Just as mental arithmetic lost value after calculators became ubiquitous, general cognitive labor is now deflating.
GDP appears stable—not because nothing changed, but because once-expensive intellectual services have become as cheap as tap water.
Deflationary pressure is already shadowing every white-collar worker.
So, don’t comfort yourself by saying, “I’m not in the 11.7%.”*
Ask instead: Once AI strips away the core value of your role, do your remaining skills still justify your current salary?
The future won’t pay for stored knowledge—that’s now free.
It will pay only for:
Decision-making under uncertainty,
Interpersonal trust,
Physical action in the real world—
the 88.3% AI cannot yet touch.
3. Lessons for China
Though focused on the U.S., this report holds profound implications for China.
If San Francisco mirrors Beijing’s Haidian District or Shanghai’s West Bund (where everyone obsesses over model parameters and compute power),
then America’s Rust Belt corresponds to China’s Foshan, Suzhou, Ningbo, Changsha, and similar industrial heartlands.
These regions host:
The world’s most complete manufacturing ecosystems,
The most intricate logistics networks,
The densest domestic and international trade workflows.
According to the Iceberg logic, China’s true AI explosion won’t start in a Beijing lab—it will ignite in a Ningbo injection-molding factory’s production scheduler or an Yiwu cross-border e-commerce back office.

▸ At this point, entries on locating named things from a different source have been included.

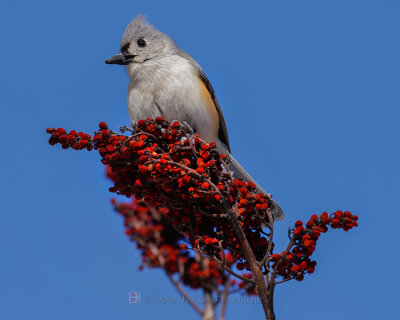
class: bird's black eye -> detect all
[137,38,147,48]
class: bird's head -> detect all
[105,15,176,72]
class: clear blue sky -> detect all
[0,0,400,320]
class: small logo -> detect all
[129,291,140,303]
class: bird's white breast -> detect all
[128,55,218,142]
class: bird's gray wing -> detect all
[198,69,231,152]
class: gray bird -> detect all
[105,15,284,220]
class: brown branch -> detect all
[219,278,230,320]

Moreover, China’s Iceberg Index is likely even higher than America’s, thanks to:
Longer, more fragmented supply chains,
More administrative layers requiring coordination.
For Chinese policymakers and entrepreneurs, this is a clarion call:
Focus on industries that appear low in “tech content” but extremely high in data complexity.
Seek out “hidden champions” burdened by intricate processes and high labor costs.
That’s where China’s AI economic epicenter truly lies.